Afin que les bibliothèques du futur puissent continuer à développer une véritable « bibliodiversité », François Dupuigrenet Desroussilles fait remarquer qu’elles doivent s’inscrire dans une économie du livre où agissent des acteurs puissants, notamment dans le secteur de l’édition où se sont formés des conglomérats de communication. Quel est le poids économique des bibliothèques dans cet environnement, sachant que l’exclusivité d’un accès au stock de documents, dont le catalogue est une forme, représente un véritable pouvoir? Jean-Pierre Sakoun confirme la place prépondérante des bibliothèques dans cette économie du savoir. En effet, la modification radicale de l’industrie de l’édition ne laisse plus de place à une édition savante commerciale qui tend à se confiner dans l’édition universitaire. L’électronique est peut-être le support qui lui redonnera vie, grâce, entre autres, à son faible coût de production. De plus, ce mode de publication permet aux corpus édités de renvoyer à d’autres supports.

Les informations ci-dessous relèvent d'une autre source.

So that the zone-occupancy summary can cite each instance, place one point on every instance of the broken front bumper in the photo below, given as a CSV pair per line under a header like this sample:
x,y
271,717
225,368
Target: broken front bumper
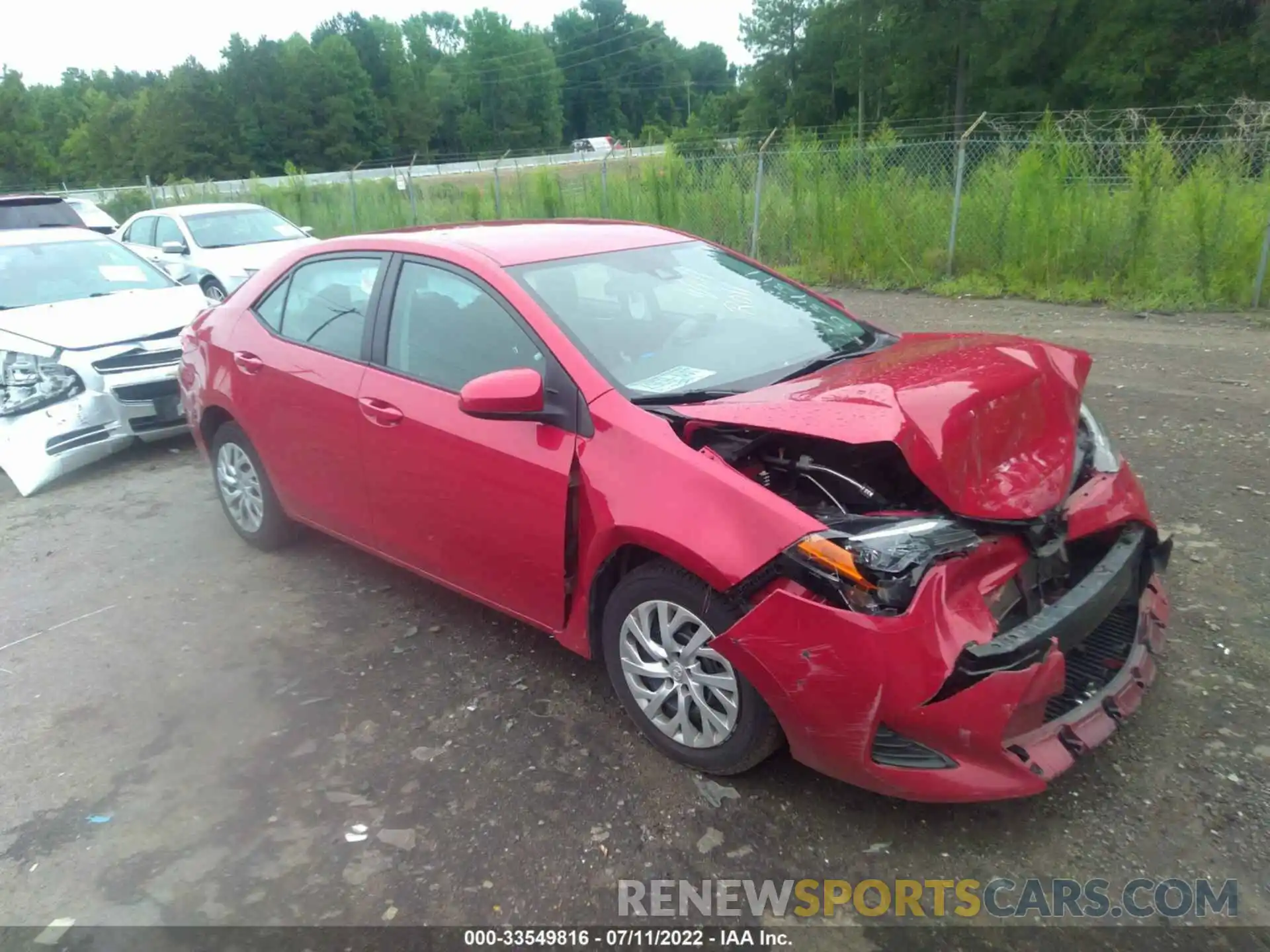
x,y
934,705
130,394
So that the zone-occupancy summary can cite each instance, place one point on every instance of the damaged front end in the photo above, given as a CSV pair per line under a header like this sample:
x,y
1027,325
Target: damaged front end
x,y
63,409
926,655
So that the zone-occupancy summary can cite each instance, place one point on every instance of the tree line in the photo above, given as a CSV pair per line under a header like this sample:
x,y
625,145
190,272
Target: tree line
x,y
367,89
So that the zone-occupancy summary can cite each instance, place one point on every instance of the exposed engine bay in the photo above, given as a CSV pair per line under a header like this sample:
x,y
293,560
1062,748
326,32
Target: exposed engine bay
x,y
884,530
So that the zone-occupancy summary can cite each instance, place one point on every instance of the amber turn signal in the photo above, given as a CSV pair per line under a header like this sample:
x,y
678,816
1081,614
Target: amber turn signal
x,y
833,556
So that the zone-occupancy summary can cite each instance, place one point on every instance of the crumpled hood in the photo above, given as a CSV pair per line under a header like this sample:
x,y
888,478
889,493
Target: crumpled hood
x,y
237,260
95,321
986,422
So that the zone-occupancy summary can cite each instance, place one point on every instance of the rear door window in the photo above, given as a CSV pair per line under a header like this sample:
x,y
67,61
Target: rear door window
x,y
142,231
167,230
327,303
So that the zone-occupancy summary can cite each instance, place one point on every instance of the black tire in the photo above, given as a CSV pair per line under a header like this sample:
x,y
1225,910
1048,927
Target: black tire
x,y
214,288
756,734
275,530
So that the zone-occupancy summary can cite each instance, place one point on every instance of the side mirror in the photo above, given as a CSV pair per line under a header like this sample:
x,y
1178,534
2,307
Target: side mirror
x,y
505,395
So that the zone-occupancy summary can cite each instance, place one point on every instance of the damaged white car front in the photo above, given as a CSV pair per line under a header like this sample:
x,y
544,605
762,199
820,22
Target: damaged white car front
x,y
89,352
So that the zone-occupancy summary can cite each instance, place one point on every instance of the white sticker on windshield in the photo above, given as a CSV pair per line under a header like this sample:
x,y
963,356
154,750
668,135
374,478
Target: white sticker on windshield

Reprenant la question du coût de la production éditoriale, Daniel Renoult a alors fait remarquer que le prix des périodiques scientifiques augmente plus vite que les fonds publics. La solution pour les bibliothèques passe par la création de consortium avec les éditeurs pour l’acquisition de produits électroniques. De son côté, Internet donne naissance à un nouveau réseau de production et de diffusion qui pose la question des référentiels. Une solution possible est la création d’un catalogue de métadonnées. Patrick Bazin a confirmé l’importance de cette question émergente en faisant remarquer que 90 à 95 % du savoir vivant d’aujourd’hui n’est plus dans les livres. Claude Jolly a alors repris l’idée de coopération entre bibliothèques pour faire face à l’augmentation des coûts et souligné qu’elle a également une deuxième fonction : les regroupements actuels ont permis de dépasser partiellement le clivage entre les bibliothèques bien dotées et celles qui disposent d’un budget d’acquisition beaucoup plus limité.
En guise de conclusion à cette table ronde, Martine Blanc-Montmayeur a insisté sur le caractère fondamental de service public des bibliothèques. Actuellement, leur identité est quelque peu brouillée par l’émergence de nouvelles pratiques et de nouvelles demandes. L’avenir des bibliothèques dépend de la perception par le public de leur rôle dans la société. Les transformations qui les affectent actuellement seront des problèmes internes parfois douloureux, mais surmontables si elles restent perçues comme une partie essentielle du service public.